Adhering to established treatment guidelines is an important component of ensuring optimum care for patients with cancer. It is also becoming increasingly important as a way for physicians to ensure that they receive the optimum level of reimbursement for the services they provide. To help physicians manage the complexities of meeting benchmarks and reporting their compliance to payers, US Oncology recently announced Payer Quality Services. This program will give physicians in the United Network of US Oncology access to a collection of resources and tools, including the Level I Pathways Program. These evidence-based guidelines and operating procedures for treating the 14 most commonly diagnosed cancers are available electronically through iKnowMed, US Oncology’s Web-based electronic health records (EHR) system, and the Innovent Oncology Portal. Participating oncologists will have access to this clinical quality benchmarking program and to patient and referring physician loyalty survey programs. They can also request on-site or remote support with payer negotiations.
Bruce Broussard, chairman and CEO of US Oncology, said in a press release, “Our new Payer Quality Services offering brings to bear the managed care and pay-for-performance expertise of US Oncology to help community oncology practices effectively collaborate with payers to align the interests of the patient, payer, and physician.”
Broussard said the US Oncology network has amassed years of experience and derived insight from participation in pay-for-performance contractual relationships involving nearly 20% of the network’s physicians and 6 million covered lives in the country, making it uniquely qualified to launch this initiative.
The Need for a New System
A growing number of insurers are instituting pay-for-performance initiatives in the United States.
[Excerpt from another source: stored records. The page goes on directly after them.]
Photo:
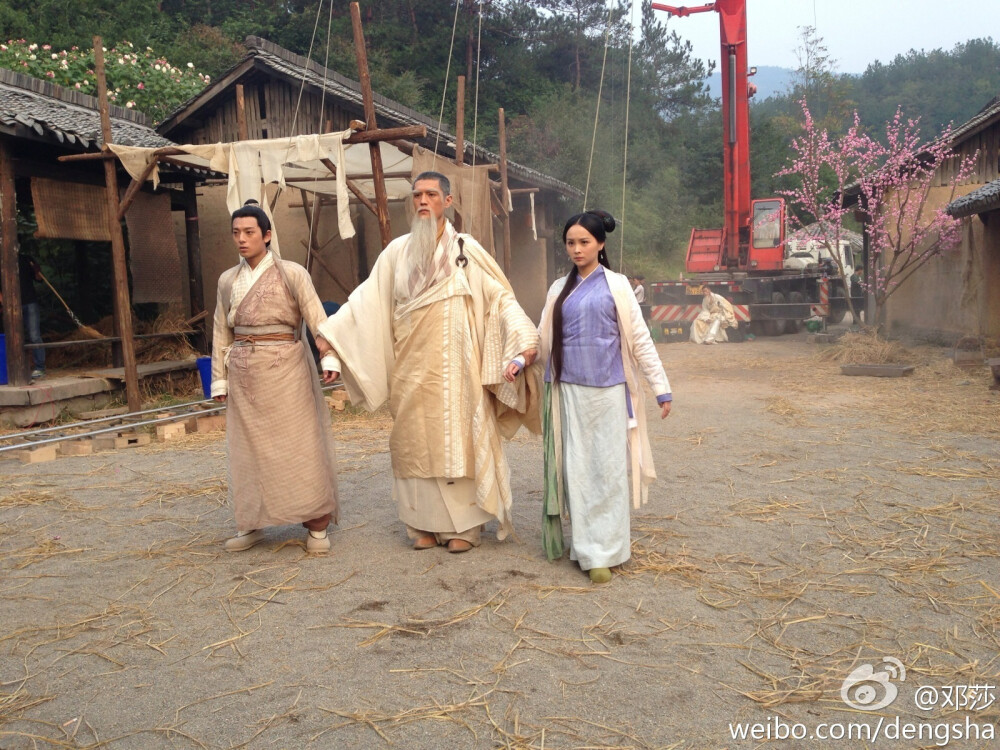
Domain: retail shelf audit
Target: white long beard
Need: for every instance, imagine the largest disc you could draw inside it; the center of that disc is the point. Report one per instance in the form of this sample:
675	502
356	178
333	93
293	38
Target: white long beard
417	259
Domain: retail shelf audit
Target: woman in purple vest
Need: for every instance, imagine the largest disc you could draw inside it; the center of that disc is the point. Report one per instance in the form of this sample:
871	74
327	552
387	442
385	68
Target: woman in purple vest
597	348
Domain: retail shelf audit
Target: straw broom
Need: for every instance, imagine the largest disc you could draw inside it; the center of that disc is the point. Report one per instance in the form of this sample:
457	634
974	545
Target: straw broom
86	330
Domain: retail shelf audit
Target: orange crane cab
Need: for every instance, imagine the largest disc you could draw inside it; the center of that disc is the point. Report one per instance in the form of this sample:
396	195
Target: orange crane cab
745	259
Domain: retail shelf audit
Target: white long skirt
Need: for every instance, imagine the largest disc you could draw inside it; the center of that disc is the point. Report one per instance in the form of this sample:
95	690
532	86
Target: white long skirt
595	470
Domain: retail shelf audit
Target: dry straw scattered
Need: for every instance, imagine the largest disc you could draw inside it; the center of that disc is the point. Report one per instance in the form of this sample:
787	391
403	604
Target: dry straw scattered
867	348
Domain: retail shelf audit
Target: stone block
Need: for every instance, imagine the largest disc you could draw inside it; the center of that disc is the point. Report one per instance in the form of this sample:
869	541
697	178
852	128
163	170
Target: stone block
211	424
132	439
38	455
170	431
76	448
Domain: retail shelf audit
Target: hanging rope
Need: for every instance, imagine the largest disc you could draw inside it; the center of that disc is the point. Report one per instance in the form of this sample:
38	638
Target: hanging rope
628	101
298	103
475	123
444	89
305	70
597	113
320	128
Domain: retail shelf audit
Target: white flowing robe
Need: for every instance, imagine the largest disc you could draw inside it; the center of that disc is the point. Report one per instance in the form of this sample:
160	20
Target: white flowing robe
716	309
438	359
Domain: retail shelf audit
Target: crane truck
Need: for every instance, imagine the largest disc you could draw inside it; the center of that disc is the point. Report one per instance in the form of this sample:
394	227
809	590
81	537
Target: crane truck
746	260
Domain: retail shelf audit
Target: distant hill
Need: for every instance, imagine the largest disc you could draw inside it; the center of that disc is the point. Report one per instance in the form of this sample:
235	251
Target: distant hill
770	81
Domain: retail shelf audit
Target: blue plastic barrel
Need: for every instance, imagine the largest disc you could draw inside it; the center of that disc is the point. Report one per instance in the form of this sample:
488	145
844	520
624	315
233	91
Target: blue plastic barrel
205	370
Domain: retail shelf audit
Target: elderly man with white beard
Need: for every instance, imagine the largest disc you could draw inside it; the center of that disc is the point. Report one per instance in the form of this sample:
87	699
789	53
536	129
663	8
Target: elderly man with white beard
435	330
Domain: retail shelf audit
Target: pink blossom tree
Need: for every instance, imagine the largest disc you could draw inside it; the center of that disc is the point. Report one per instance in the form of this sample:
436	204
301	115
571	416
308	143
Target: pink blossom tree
892	182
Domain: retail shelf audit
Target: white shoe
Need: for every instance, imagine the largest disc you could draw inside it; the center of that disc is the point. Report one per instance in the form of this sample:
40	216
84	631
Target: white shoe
317	542
244	540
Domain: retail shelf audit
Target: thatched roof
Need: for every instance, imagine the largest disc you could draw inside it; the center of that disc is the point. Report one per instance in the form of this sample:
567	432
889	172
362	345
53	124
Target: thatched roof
36	109
983	200
269	57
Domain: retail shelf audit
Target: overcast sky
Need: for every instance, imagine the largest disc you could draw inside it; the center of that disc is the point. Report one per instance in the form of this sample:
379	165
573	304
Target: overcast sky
856	32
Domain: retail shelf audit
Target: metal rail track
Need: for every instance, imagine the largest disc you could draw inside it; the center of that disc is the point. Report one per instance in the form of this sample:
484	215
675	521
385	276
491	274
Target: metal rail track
93	427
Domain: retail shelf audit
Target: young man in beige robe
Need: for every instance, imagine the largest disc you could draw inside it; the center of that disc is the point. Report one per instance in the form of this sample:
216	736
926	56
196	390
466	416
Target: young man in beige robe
282	467
435	331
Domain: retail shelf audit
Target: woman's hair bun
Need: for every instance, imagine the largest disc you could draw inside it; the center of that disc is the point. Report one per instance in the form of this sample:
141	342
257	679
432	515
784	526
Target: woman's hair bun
607	219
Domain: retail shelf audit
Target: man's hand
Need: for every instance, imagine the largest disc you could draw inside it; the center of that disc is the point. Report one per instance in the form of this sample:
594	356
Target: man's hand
323	346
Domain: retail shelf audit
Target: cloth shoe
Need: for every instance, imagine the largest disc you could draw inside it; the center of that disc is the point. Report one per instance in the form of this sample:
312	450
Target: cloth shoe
600	575
244	540
425	542
317	541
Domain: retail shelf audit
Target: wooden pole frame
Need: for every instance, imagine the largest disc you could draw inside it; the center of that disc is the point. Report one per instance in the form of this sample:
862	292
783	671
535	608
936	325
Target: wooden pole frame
123	304
381	198
10	280
196	285
504	199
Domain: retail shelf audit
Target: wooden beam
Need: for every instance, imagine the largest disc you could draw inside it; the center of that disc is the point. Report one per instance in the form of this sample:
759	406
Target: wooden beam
387	134
241	114
390	135
505	217
10	280
381	198
123	305
134	188
353	187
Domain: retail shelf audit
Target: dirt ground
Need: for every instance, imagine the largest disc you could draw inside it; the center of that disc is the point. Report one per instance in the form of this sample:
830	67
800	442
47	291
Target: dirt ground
804	524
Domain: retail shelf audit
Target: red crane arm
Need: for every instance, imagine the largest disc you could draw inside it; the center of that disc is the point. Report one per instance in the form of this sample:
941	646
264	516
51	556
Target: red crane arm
736	117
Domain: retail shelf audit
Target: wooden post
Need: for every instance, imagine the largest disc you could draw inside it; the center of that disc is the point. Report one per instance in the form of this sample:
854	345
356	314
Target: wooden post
123	305
503	195
10	280
241	113
196	285
378	180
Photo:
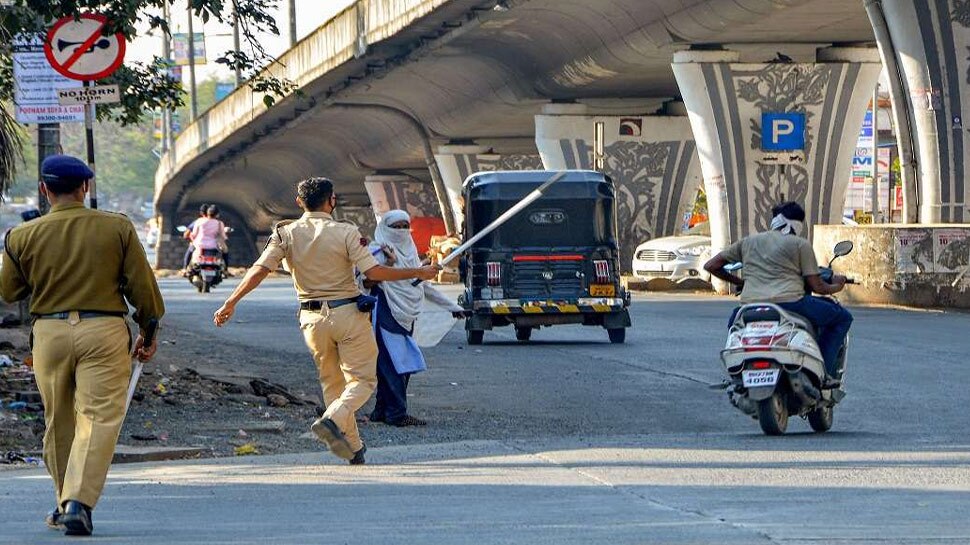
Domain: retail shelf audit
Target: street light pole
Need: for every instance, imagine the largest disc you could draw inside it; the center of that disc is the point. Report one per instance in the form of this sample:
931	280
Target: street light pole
194	109
292	23
235	43
167	56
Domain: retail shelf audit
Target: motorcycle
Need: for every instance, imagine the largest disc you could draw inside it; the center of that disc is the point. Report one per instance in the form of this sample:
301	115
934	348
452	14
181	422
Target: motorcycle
206	269
775	367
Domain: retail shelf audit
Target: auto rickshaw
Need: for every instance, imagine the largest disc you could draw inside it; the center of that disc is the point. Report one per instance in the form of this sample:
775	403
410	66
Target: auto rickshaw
556	262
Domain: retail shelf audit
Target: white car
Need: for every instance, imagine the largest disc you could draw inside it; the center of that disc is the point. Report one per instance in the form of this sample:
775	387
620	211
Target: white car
675	258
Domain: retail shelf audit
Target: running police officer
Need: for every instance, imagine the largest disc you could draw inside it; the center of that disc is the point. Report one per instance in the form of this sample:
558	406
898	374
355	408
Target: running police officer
79	266
321	254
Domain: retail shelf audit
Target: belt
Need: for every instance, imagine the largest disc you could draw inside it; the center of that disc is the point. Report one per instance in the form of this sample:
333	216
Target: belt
83	314
318	304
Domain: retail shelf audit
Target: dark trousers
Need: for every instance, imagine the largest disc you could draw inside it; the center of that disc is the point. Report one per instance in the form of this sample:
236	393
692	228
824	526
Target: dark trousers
187	260
392	388
831	321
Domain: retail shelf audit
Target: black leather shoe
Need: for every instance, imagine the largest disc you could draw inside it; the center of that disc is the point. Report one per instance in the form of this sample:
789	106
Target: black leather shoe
328	432
409	420
358	459
53	519
76	519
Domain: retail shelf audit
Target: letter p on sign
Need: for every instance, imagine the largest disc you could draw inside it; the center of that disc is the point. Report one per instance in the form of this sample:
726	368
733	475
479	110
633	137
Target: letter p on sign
783	132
Michael Kolodziej, MD, is a physician at New York Oncology Hematology, Albany Medical Center, a US Oncology affiliate. Kolodziej was one of several physicians involved in the program’s development.
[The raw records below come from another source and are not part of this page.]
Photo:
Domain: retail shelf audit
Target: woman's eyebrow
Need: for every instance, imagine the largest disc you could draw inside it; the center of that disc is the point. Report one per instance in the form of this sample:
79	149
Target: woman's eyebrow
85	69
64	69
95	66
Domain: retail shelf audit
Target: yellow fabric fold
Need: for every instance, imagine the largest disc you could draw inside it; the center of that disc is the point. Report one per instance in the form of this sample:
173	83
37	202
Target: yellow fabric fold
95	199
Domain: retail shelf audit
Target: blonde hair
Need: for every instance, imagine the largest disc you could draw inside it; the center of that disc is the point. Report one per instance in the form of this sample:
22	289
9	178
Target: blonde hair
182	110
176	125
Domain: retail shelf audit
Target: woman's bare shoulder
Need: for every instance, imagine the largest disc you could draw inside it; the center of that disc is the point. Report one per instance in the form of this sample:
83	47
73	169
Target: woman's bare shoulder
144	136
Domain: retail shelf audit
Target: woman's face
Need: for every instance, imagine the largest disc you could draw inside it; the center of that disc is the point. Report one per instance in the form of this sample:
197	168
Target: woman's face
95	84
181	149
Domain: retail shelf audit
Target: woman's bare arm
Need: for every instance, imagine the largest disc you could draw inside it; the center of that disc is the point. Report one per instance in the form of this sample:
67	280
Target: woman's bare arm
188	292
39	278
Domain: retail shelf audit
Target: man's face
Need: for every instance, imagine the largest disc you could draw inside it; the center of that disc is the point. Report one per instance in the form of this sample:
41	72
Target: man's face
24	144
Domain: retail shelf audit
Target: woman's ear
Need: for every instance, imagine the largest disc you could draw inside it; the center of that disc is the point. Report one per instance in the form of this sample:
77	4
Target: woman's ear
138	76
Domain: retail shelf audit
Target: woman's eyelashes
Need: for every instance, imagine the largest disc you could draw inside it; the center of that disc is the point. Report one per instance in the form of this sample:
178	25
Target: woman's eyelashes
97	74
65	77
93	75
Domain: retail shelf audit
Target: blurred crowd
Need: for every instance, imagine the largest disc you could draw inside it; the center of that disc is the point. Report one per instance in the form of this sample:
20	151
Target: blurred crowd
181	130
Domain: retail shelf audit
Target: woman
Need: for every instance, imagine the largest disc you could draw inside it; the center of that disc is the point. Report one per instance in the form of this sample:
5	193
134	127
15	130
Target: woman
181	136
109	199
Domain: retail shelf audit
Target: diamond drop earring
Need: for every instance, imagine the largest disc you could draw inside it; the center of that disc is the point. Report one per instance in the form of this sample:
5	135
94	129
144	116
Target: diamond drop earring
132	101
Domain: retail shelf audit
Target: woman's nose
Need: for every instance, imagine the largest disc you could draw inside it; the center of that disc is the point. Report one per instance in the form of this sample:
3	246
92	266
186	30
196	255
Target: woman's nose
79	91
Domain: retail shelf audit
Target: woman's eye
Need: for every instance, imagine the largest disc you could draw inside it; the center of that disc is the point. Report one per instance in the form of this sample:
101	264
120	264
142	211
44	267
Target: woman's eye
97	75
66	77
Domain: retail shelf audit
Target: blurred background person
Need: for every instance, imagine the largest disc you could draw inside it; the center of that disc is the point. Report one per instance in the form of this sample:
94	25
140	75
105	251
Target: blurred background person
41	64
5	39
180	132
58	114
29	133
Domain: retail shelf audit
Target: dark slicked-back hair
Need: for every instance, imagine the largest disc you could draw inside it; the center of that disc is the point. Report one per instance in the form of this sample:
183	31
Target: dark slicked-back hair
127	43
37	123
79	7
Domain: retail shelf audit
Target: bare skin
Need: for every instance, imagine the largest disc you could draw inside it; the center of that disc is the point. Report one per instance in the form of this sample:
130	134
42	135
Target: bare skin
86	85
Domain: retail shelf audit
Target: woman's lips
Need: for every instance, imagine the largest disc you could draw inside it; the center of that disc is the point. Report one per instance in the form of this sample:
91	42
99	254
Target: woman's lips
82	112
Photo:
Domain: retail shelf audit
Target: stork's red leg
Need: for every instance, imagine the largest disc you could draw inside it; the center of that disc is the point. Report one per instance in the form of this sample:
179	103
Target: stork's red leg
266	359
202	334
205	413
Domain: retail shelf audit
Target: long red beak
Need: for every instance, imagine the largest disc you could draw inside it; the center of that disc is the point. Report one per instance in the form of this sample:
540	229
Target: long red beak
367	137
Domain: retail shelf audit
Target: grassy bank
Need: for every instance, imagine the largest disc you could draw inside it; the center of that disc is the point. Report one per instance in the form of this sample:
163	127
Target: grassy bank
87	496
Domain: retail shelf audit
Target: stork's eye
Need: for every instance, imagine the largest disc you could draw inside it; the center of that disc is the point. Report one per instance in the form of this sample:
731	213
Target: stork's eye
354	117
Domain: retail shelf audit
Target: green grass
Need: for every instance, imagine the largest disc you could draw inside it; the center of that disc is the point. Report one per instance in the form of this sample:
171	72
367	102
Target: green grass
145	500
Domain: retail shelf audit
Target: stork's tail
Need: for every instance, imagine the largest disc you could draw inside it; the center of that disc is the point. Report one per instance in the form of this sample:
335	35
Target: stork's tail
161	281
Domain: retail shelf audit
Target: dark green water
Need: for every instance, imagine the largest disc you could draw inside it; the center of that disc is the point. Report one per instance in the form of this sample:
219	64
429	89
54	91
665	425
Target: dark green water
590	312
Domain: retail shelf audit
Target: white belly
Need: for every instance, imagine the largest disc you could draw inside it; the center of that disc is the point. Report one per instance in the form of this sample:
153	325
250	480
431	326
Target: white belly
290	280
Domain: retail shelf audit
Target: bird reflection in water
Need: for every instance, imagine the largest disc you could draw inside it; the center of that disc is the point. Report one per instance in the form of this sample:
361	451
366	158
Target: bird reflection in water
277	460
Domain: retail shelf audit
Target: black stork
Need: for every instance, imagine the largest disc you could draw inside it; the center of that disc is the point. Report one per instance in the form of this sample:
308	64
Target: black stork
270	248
“Pay-for-performance is here to stay,” said Kolodziej. He noted that many current programs have not clearly demonstrated that they can control costs without compromising the quality of care, and they rely on benchmarks that have not been validated as indicators of improved patient outcomes.
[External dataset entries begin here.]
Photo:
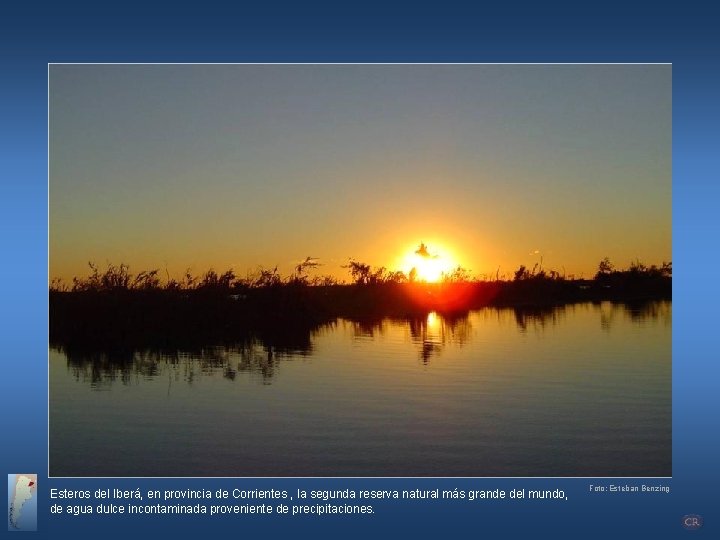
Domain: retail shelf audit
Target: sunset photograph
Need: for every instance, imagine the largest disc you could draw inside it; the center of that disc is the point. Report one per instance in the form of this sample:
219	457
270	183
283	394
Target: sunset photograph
360	270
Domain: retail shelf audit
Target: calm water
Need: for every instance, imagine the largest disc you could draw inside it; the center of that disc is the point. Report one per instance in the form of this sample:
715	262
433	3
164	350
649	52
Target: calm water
583	390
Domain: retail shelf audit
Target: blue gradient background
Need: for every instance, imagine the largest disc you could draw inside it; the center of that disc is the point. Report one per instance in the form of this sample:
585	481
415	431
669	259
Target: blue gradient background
31	38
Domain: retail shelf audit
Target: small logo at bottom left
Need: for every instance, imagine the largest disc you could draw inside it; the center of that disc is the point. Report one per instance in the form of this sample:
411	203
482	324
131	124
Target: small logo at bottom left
22	502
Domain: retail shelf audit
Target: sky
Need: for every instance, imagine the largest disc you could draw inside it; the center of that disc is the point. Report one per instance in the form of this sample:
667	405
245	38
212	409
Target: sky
181	167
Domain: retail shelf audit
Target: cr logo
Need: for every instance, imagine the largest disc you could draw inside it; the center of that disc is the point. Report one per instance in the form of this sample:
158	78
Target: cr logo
692	522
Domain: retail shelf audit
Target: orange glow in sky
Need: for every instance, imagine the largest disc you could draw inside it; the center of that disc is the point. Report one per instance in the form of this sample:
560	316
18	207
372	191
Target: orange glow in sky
429	261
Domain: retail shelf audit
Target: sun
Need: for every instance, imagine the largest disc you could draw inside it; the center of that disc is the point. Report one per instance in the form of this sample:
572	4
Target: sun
428	262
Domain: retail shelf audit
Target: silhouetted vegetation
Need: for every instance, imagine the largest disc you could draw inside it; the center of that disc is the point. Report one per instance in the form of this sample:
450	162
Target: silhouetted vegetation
126	310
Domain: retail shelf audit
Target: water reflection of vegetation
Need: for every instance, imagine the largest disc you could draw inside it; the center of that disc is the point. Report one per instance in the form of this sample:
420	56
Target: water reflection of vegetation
261	355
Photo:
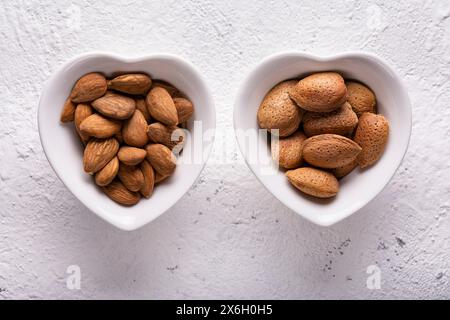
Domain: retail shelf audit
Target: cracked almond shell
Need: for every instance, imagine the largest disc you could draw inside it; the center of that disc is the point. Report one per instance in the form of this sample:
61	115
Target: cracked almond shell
361	98
320	92
330	151
314	182
341	121
278	111
372	135
288	151
89	87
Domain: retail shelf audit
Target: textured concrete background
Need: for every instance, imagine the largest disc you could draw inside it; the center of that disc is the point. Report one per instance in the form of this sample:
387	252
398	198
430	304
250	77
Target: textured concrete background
228	237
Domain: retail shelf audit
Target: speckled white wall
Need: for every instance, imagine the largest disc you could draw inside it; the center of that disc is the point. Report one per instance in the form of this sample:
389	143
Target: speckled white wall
228	237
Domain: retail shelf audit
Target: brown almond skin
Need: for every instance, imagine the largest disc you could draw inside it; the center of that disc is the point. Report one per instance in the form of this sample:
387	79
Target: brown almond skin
132	83
320	92
161	158
288	151
160	178
108	173
314	182
131	177
161	106
329	151
100	127
168	136
82	112
341	121
134	130
89	87
131	156
278	111
149	179
115	106
174	92
185	109
117	192
142	107
372	135
345	170
68	112
98	153
361	98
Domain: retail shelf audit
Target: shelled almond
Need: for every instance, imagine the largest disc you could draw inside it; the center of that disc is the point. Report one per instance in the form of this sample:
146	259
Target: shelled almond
129	125
326	127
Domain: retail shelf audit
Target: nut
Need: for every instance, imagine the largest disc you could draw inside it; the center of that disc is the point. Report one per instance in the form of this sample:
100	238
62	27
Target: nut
106	175
161	106
88	88
288	151
99	127
320	92
131	156
98	153
372	135
117	192
133	83
161	159
314	182
131	177
330	151
115	106
134	131
361	98
341	121
278	111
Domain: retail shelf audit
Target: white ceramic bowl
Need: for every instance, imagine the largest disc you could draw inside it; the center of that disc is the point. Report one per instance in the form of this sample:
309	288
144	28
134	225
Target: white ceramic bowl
64	151
358	188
“We needed a system that would measurably improve the quality of care by providers, and that would help to lower costs by addressing the key factors driving up healthcare costs—mainly treatment variability and unscheduled hospitalizations and emergency room visits,” Kolodziej explained. “US Oncology’s Level I Pathways is one of the few evidence-based guideline programs that considers cost, after ensuring high-quality patient care by adhering to the best available evidence.”
Terry Kopp, vice president of Innovent Oncology, a wholly owned subsidiary of US Oncology, agreed that the new system is greatly needed. “The current environment where physicians are reimbursed largely based on drug utilization is not sustainable,” he said. Innovent Oncology manages the Level I Pathways program and provides proactive patient support and advance care planning to address key drivers in quality and cost of cancer care.